跳转至

ModelInput in transforms(transforms中的ModelInput)

The ModelInput class allows you to load and use models within Python transforms, making it easy to incorporate model inference logic into your data pipelines. To learn more about using models in code workspaces, you can review details on the ModelInput class in Jupyter® Code Workspaces.

Class definition

from palantir_models.transforms import ModelInput

ModelInput(
    alias,                  # (string) Path or RID of model to load
    model_version=None,     # (Optional) RID of specific model version
    use_sidecar=False,      # (Optional) Run model in separate container
    sidecar_resources=None  # (Optional) Resource configuration for sidecar
)

Parameters

Parameter Type Description Version / Notes
alias str Path or resource ID (RID) of the model resource to load from.
model_version Optional[str] RID or semantic version of the specific model version to use. If not specified, the latest version will be used.
use_sidecar Optional[bool] When True, runs the model in a separate container to prevent dependency conflicts between the model adapter and transform environment. Introduced in palantir_models version 0.1673.0
sidecar_resources Optional[Dict[str, Union[float, int]]] Resource configuration for the sidecar container. This parameter can only be used when use_sidecar is set to True.

Supports the following options:
OptionTypeDescription
"cpus"floatNumber of CPUs for the sidecar container
"memory_gb"floatMemory in GB for the sidecar container
"gpus"intNumber of GPUs for the sidecar container
Introduced in palantir_models version 0.1673.0

Examples

The code snippets below demonstrate the usage of a model in a transform. The examples assume the adapter for the model has a single Pandas input and a single Pandas output DataFrame called output_df specified in its API. The transform method on the model adapter, which leverages your provided predict method, automatically converts data_in, a TransformInput/LightweightInput instance, into the tabular input (either a Spark or Pandas DataFrame) expected by your model adapter's API.

For use cases that do not require distributed inference in Spark, it is recommended to use lightweight transforms (the default with @transform.using) and run the model as a sidecar container.

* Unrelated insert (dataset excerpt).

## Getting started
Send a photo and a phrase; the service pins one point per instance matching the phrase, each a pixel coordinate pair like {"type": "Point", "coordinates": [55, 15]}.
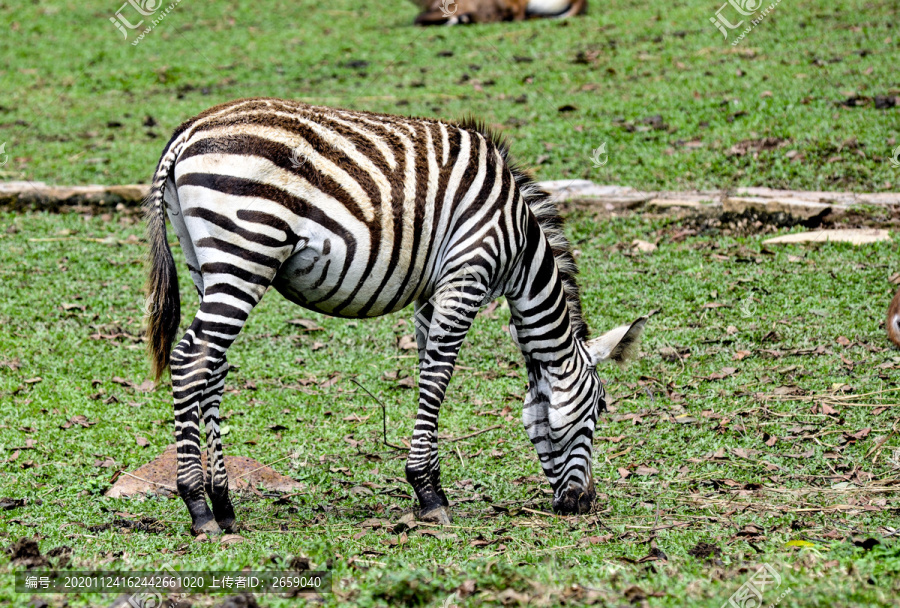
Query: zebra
{"type": "Point", "coordinates": [463, 12]}
{"type": "Point", "coordinates": [356, 214]}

Learn more about model sidecars below.

from transforms.api import Input, Output, transform, LightweightInput, LightweightOutput
from palantir_models import ModelAdapter
from palantir_models.transforms import ModelInput


# Using use_sidecar=True with @transform.using requires palantir_models version 0.2010.0 or higher.
@transform.using(
    data_in=Input("path/to/input"),
    model_input=ModelInput(
        "path/to/my/model",
        use_sidecar=True # runs the model as a sidecar container
    ),
    out=Output('path/to/output'),
)
def my_transform(data_in: LightweightInput, model_input: ModelAdapter, out: LightweightOutput) -> None:
    # Assuming the model's API has a single Pandas input
    # and a single pandas output named `df_out`.
    inference_results = model_input.transform(data_in)
    predictions = inference_results.df_out
    # Alternatively, you can use the predict method on
    # a Pandas DataFrame instance directly:
    # predictions = model_input.predict(data_in.pandas())
    out.write_pandas(predictions)

Distributed inference in Spark transforms

Using the DistributedInferenceWrapper, the model will be distributed to each of the executors in the Spark job. Learn more about distributed Spark inference below.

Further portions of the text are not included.